We’ve been following the development of Flibanserin, also called “pink Viagra,” since 2010, when its developer shelved it after hitting a bump in the road to FDA approval. Several years later, we were talking about alternatives, Librido and Lybridos, which were moving forward with clinical trials (and have not yet been approved).
We’ve just learned that the manufacturer that now owns Flibanserin has filed an appeal of the FDA denial, saying that other drugs have been approved with less data and more extreme side effects.

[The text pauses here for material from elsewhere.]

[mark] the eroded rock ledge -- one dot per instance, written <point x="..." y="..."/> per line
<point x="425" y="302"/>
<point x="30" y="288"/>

And that’s reignited discussion about whether pharmaceutical products targeting women’s sexual disorders are evaluated on a level—or relevant—playing field.
Flibanserin, Librido, and Lybridos (and a small handful of others) are all drugs designed to play a part in awakening libido for women. They counter hypoactive sexual desire disorder (HSDD), in physicians’ terminology (the rest of us call it “not tonight—or tomorrow night, either” syndrome). There are, for context, a couple of dozen FDA-approved drugs for the comparable problem among men, including Viagra.
I don’t have the insider information I’d need to assert a double standard, although people I know and respect—like my colleague Sheryl Kingsberg—suggest there is one. Women’s health psychologist at University Hospitals MacDonald Women’s Hospital, Sheryl said, “There’s a double standard of approving drugs with a high risk for men versus a minimal risk for women.” The side effects for Flibanserin, for example, were reported as dizziness and nausea; Sheryl compares those to side effects of penile pain, penile hematoma, and penile fracture—all from a drug that was approved.
That does sound like some extra protectiveness of women. Given my focus on sexual health for women, I run into a lot of cultural expectations and hesitations; we Americans are still just a bit prudish when it comes to, especially, older women having sex. That’s in spite of what I see in my practice every day: Women themselves want to live whole lives, which means being physically active, emotionally engaged, and sexually active within their relationships.
I recognize that sexuality for women is complex, and there won’t be a “magic bullet.” For women, arousal and desire is a mix of emotional intimacy, biological responses, and psychological responses; a drug won’t address all of the components. But because I’m often working with patients to untangle interlocking causes of problems with sex, I’m eager for as many tools as possible, including pharmaceuticals.
As a physician, I also see the need to evaluate trade-offs and risks. I’ve talked before about the pros and cons of hormone therapy. For some women, living longer doesn’t really count if they’re not able to be active—including being actively sexual. “Pink Viagra” drugs may well require the same kind of close collaboration between women and their doctors to evaluate risks and benefits. Again, Sheryl: “Give women a chance to decide for themselves, within reason. There is no drug out there that has no risk.” In the case of Flibanserin, only 8 percent of testers said the side effects were bad enough to make them want to drop the drug.
These decisions by the FDA are also important because pharmaceutical research is done by businesses, businesses that can decide that one problem or another is too expensive or too complicated to take on. Sheryl sees this, too, saying, “My worry is that research in this area will dry up and will leave many women without a pharmacological option.”
One way to make your voice heard about the importance of continued research is by signing the International Society for the Study of Women’s Sexual Health (ISSWSH) WISH petition. Our sexual health is integral to our overall health, and we need more investigation and even-handed, common-sense consideration of therapies for women.